C'est d'un coup d'oeil résolument moderne que Kim Ki-Young monte sa virulente critique sociale. Ses noirs et blancs sont somptueux et sa science du montage impressionne autant qu'elle permet au spectateur de rester complètement scotché à l'image du début à la fin de la séance. La servante ne souffre d'aucun temps mort, et même si sa narration peut parfois sembler cavalière (dans sa gestion de la temporalité notamment, quand on apprend que la servante est enceinte de deux mois alors que l'acte coupable -un peu précipité aussi de mon pointe vue- semble avoir eu lieu la veille), il est assez remarquable de voir avec quelle aisance Kim Ki-Young utilise à l'extrême le seul lieu qu'il film pour y dérouler son propos. En technicien très solide, il parvient à trouver les angles de vue qui vont servir au mieux ses intentions pour qu'en l'espace d'un seul plan, on puisse saisir une scène complète (l'accident de la servante dans les escalier par exemple où il parvient, en un plan, à cerner quasiment toute la famille).
Cette inspiration dans la réalisation est au service d'un propos on ne peut plus amer. Kim Ki-Young dissèque avec son film la notion de classe sociale dans la société coréenne et surtout les traditions qui les font vivre. Impossible pour cette cellule familiale sur le point d'imploser de prendre une décision sereine lorsque le mal est fait. Ce déshonneur directement dicté par l'héritage de leur culture va conditionner cette lente agonie que père et mère vont infliger inconsciemment à ce qu'ils ont de plus cher, leurs enfants. Kim Ki-Young enfonce d'ailleurs le clou lors d'une séquence très crue à base de mort au rat et de brisage de nuque dans des escaliers qui fait froid dans le dos et continue d'insister, si besoin était, sur la bêtise que peut inspirer cette si importante crédibilité sociale qu'il est bon d'avoir aux yeux de ses voisins.

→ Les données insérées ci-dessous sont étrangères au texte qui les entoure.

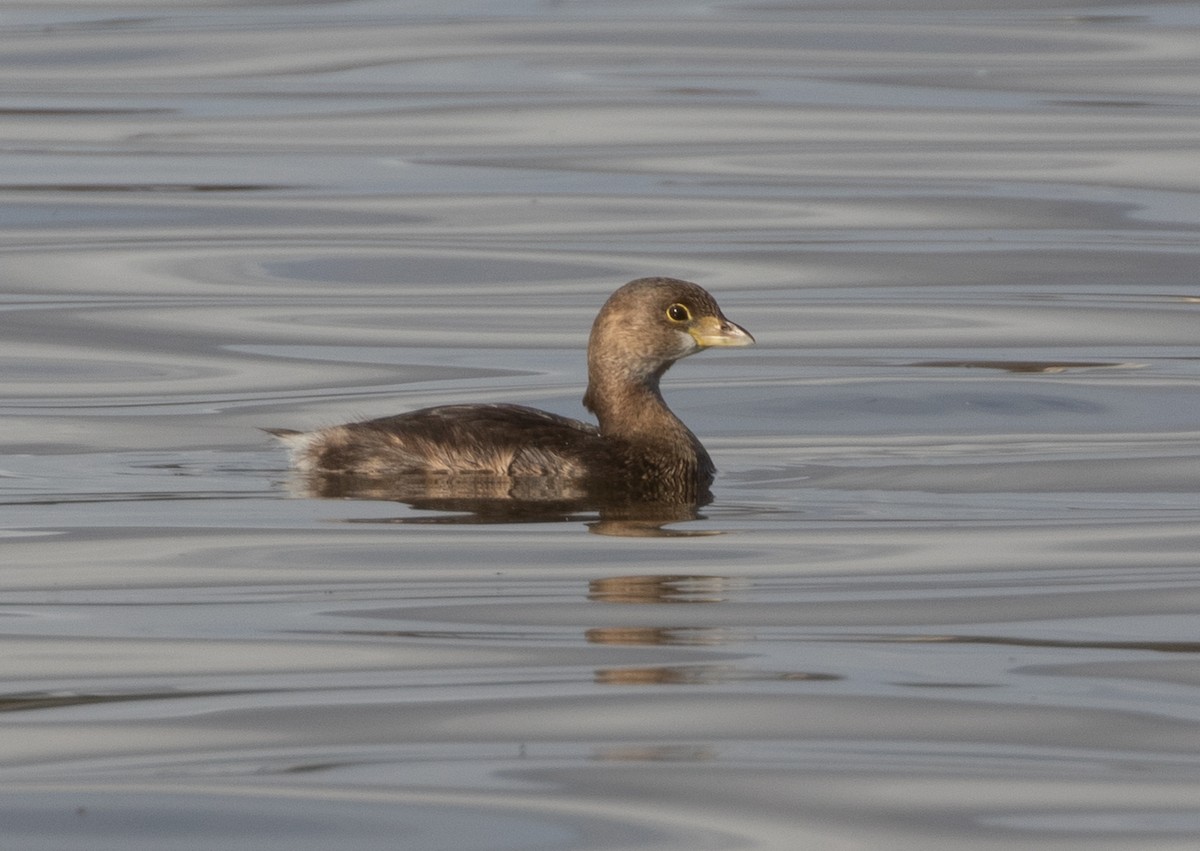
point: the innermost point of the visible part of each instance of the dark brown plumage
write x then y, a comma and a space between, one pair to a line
640, 445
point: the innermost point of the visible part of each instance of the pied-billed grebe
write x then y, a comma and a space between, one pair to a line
640, 445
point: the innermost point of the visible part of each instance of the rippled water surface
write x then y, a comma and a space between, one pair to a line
952, 597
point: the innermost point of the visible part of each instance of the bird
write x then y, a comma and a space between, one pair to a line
639, 447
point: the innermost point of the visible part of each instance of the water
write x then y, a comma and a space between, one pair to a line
946, 594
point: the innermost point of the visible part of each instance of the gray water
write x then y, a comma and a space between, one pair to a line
947, 592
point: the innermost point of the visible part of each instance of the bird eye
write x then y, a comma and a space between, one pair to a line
678, 313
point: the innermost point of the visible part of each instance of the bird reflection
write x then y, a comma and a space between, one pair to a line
480, 499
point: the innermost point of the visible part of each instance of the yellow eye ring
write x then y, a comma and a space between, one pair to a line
678, 312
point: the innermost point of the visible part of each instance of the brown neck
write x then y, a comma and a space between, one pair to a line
636, 413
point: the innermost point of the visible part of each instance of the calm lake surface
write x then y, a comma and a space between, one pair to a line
947, 594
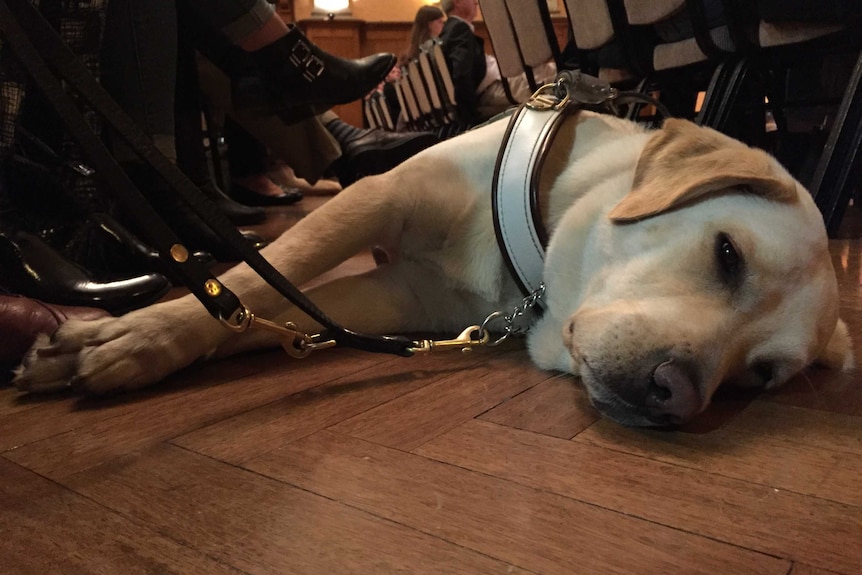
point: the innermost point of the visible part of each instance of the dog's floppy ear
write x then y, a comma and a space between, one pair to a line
684, 162
838, 353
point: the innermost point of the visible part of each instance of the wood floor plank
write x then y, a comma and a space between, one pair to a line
47, 529
558, 407
743, 450
801, 569
263, 526
151, 423
257, 431
824, 390
814, 531
518, 524
414, 418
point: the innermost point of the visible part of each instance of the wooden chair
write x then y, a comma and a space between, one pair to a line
523, 40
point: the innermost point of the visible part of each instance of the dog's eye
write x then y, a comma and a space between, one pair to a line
728, 259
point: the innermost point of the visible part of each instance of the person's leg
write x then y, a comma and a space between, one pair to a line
138, 66
191, 156
293, 77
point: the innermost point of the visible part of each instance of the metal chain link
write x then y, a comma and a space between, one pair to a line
511, 328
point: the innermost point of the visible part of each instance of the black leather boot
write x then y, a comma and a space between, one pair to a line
295, 79
30, 267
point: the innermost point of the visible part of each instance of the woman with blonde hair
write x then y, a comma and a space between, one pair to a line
427, 24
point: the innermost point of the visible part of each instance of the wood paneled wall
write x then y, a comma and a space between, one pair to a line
352, 38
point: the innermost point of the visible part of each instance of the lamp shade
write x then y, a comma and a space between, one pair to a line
335, 6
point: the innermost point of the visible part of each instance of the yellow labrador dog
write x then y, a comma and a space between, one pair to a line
678, 259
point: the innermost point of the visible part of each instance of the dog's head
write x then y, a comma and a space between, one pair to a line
713, 268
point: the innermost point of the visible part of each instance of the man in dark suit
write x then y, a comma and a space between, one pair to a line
465, 54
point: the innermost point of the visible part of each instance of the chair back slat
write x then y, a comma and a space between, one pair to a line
642, 12
502, 33
591, 23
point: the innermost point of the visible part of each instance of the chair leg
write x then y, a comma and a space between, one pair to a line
722, 94
838, 170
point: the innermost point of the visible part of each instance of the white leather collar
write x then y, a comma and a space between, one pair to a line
517, 216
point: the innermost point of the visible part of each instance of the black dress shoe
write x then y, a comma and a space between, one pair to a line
239, 214
34, 269
296, 79
249, 197
378, 151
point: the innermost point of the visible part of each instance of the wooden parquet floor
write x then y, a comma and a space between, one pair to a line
354, 463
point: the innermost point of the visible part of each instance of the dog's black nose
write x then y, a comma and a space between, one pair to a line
673, 394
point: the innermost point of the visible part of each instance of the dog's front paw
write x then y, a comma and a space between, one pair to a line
101, 356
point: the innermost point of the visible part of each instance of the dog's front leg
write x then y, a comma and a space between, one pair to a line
145, 346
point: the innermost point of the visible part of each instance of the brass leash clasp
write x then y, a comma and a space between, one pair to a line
296, 343
468, 339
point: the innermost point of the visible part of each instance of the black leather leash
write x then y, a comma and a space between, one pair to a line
24, 28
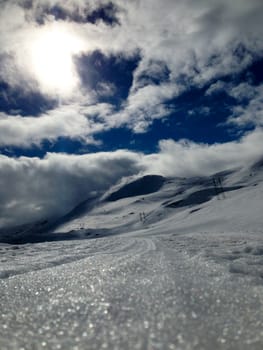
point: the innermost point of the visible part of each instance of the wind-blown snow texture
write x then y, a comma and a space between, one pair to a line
178, 267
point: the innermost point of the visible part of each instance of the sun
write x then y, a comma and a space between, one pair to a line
52, 64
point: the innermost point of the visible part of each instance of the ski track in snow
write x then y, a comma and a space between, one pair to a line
181, 280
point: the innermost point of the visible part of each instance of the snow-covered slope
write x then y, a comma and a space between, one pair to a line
154, 264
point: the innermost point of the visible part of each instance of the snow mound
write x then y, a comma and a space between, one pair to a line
145, 185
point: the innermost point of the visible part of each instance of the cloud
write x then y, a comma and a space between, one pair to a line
34, 189
181, 44
187, 158
250, 113
73, 121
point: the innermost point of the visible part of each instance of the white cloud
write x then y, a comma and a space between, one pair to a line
73, 121
186, 158
250, 113
194, 41
33, 188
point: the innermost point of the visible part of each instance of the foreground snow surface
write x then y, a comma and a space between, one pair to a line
188, 277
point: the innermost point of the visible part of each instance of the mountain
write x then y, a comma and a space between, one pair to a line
154, 263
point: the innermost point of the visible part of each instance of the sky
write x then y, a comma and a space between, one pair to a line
94, 92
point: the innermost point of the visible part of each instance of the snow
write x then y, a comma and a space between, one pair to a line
187, 276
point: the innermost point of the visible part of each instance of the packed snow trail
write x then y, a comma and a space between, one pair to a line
138, 292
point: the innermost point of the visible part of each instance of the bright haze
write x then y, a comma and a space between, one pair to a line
94, 91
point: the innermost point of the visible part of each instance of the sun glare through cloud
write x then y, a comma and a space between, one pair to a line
52, 53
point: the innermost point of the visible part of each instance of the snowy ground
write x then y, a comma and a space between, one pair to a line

Violent dans son propos mais aussi dans ses images, qui n'hésitent pas à briser certains tabous que l'on voit, encore aujourd'hui, rarement à l'écran, la servante est un film dense qui ne souffre d'aucune demi-mesure. D'ailleurs, à l'amusant versus qu'on pourrait en faire avec le remake qu'en fit Im Sang-soo en 2010, le film de Kim Ki-Young l'emporte en terme de violence psychologique. Il semblerait qu'en 2010, on ne touche pas aux enfants. C'est assez amusant, parce que généralement les langues se plaisent à dire que la violence est beaucoup plus rude dans les films actuels. La servante prouve que déjà en 1961, elle existait déjà, et de façon bien cruelle.